Mayor of La Possession
- Incumbent
- Assumed office 4 April 2014
- Preceded by: Roland Robert

Personal details
- Born: 26 July 1983 (age 42) La Possession, Réunion
- Party: Europe Ecology – The Greens (until 2011); Possession Écologie Solidaire (2011–2015); Citoyens de La Réunion en Action (2015– );
- Profession: Teacher

= Vanessa Miranville =

French politician

Vanessa Miranville (born 26 July 1983) is a French politician who has held office as the mayor of La Possession in Réunion since 2014. She is involved in green politics and advocates for more ecologically responsible management of household waste.

== Biography ==

=== Education ===
Miranville studied in Toulouse and Paris, and in 2004 she obtained her qualifications to teach mathematics for higher education. She graduated first place in the competition to earn her teacher's Agrégation and began teaching at the Collège Raymond-Vergès in her hometown of La Possession.

=== Career ===
From a young age, Miranville was involved in the Green movement in Toulouse. At the age of twenty, she also became involved with Greenpeace and the World Wide Fund for Nature. After completing her education, she returned to Réunion she joined the environmentalist party Europe Écologie Les Verts (EELV). She began working on the problem of household waste, co-founding a recycling organization called Recyclali. She became EELV's spokesperson on the island of Réunion and was offered second place on their ballot in the 2010 regional elections.

In the 2011 French cantonal elections, Miranville ran in the canton of La Possession. She gained 26.1% of the vote but lost to outgoing general councilor Roland Robert who won the election in the first round with 57.5% of the vote. That same year, she left EELV and formed her own political party, Possession Écologie Solidaire (PES). In this new party, she ran in the 2014 municipal elections for mayor of La Possession. Running another time against Roland Robert, she secured 56.5% of the vote and defeated her opponent, becoming the first female mayor in Réunion.
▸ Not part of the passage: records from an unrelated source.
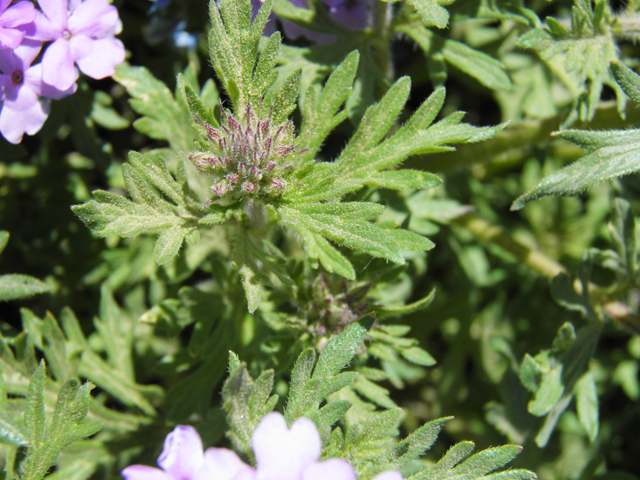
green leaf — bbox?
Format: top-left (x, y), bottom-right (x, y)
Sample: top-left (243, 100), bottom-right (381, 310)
top-left (24, 361), bottom-right (47, 449)
top-left (113, 63), bottom-right (194, 151)
top-left (209, 0), bottom-right (272, 112)
top-left (335, 85), bottom-right (504, 185)
top-left (575, 372), bottom-right (598, 442)
top-left (0, 274), bottom-right (53, 301)
top-left (367, 170), bottom-right (442, 190)
top-left (518, 0), bottom-right (625, 121)
top-left (451, 445), bottom-right (522, 478)
top-left (518, 353), bottom-right (542, 393)
top-left (284, 316), bottom-right (380, 427)
top-left (296, 227), bottom-right (356, 280)
top-left (0, 374), bottom-right (29, 446)
top-left (393, 417), bottom-right (452, 465)
top-left (72, 152), bottom-right (200, 264)
top-left (296, 51), bottom-right (359, 163)
top-left (400, 347), bottom-right (437, 367)
top-left (529, 365), bottom-right (564, 417)
top-left (233, 230), bottom-right (262, 313)
top-left (511, 130), bottom-right (640, 210)
top-left (312, 315), bottom-right (373, 378)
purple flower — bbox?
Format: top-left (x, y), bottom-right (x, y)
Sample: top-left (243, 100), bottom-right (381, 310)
top-left (32, 0), bottom-right (125, 90)
top-left (0, 40), bottom-right (75, 143)
top-left (282, 0), bottom-right (371, 44)
top-left (122, 412), bottom-right (402, 480)
top-left (0, 0), bottom-right (36, 48)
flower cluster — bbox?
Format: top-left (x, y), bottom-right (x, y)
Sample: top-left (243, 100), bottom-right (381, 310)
top-left (300, 273), bottom-right (373, 335)
top-left (187, 104), bottom-right (295, 204)
top-left (0, 0), bottom-right (125, 143)
top-left (122, 412), bottom-right (402, 480)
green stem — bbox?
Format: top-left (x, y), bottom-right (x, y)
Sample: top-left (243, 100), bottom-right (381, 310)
top-left (452, 213), bottom-right (640, 334)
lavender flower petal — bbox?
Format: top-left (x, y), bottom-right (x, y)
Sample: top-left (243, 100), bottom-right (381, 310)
top-left (302, 458), bottom-right (356, 480)
top-left (251, 412), bottom-right (322, 480)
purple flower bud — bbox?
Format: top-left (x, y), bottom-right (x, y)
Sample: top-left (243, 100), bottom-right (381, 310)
top-left (0, 0), bottom-right (36, 48)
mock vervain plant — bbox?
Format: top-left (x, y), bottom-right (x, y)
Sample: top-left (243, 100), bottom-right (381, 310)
top-left (0, 0), bottom-right (640, 480)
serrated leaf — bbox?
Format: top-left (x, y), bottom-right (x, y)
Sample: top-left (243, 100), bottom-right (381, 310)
top-left (335, 83), bottom-right (505, 185)
top-left (367, 170), bottom-right (442, 190)
top-left (375, 288), bottom-right (436, 320)
top-left (353, 376), bottom-right (398, 408)
top-left (610, 62), bottom-right (640, 106)
top-left (297, 51), bottom-right (360, 162)
top-left (518, 353), bottom-right (542, 393)
top-left (400, 347), bottom-right (438, 367)
top-left (528, 365), bottom-right (564, 417)
top-left (407, 0), bottom-right (449, 28)
top-left (296, 227), bottom-right (356, 280)
top-left (178, 74), bottom-right (220, 128)
top-left (22, 364), bottom-right (102, 480)
top-left (451, 445), bottom-right (522, 478)
top-left (0, 230), bottom-right (9, 254)
top-left (24, 360), bottom-right (47, 449)
top-left (278, 203), bottom-right (433, 264)
top-left (222, 365), bottom-right (277, 452)
top-left (153, 228), bottom-right (190, 265)
top-left (113, 64), bottom-right (193, 151)
top-left (518, 0), bottom-right (625, 121)
top-left (0, 374), bottom-right (29, 446)
top-left (312, 315), bottom-right (373, 378)
top-left (397, 24), bottom-right (511, 90)
top-left (511, 130), bottom-right (640, 210)
top-left (233, 231), bottom-right (262, 313)
top-left (0, 274), bottom-right (53, 301)
top-left (575, 372), bottom-right (599, 442)
top-left (393, 417), bottom-right (452, 465)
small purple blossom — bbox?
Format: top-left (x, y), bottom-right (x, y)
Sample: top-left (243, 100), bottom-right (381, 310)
top-left (122, 412), bottom-right (402, 480)
top-left (32, 0), bottom-right (125, 90)
top-left (0, 0), bottom-right (36, 48)
top-left (122, 425), bottom-right (253, 480)
top-left (0, 40), bottom-right (75, 143)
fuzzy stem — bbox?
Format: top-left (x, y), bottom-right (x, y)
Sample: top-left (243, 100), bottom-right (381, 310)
top-left (453, 213), bottom-right (640, 334)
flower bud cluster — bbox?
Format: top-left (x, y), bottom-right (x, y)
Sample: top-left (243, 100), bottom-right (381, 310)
top-left (188, 104), bottom-right (295, 204)
top-left (302, 273), bottom-right (372, 336)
After taking office, she was also elected to be a vice president of the Territoire de la Côte Ouest, an agglomeration community which encompasses La Possession and four other cantons. In 2015, her party became Citoyens de La Réunion en Action (CREA). She was a candidate in the 2017 Senate election to represent Réunion, but the list which she was on garnered just 2.3% of the vote. In the 2020 municipal elections, Miranville's party won the first round with 45.2% of the vote and the second round with 64.8% of the vote on 28 June 2020. On 3 July, she was re-elected as mayor of La Possession.

In August 2020, Miranville announced her candidacy in the 2021 regional elections in Réunion. Her platform for the election focused on ecological concerns and participatory democracy, and specific campaign promises included revising dock dues, increasing public housing, and receiving citizen feedback on the future of the Nouvelle route du Littoral, a new coastal road which would connect La Possession with Saint-Denis. She achieved fourth place, narrowly failing to move on in the second round with 9.9% of the vote.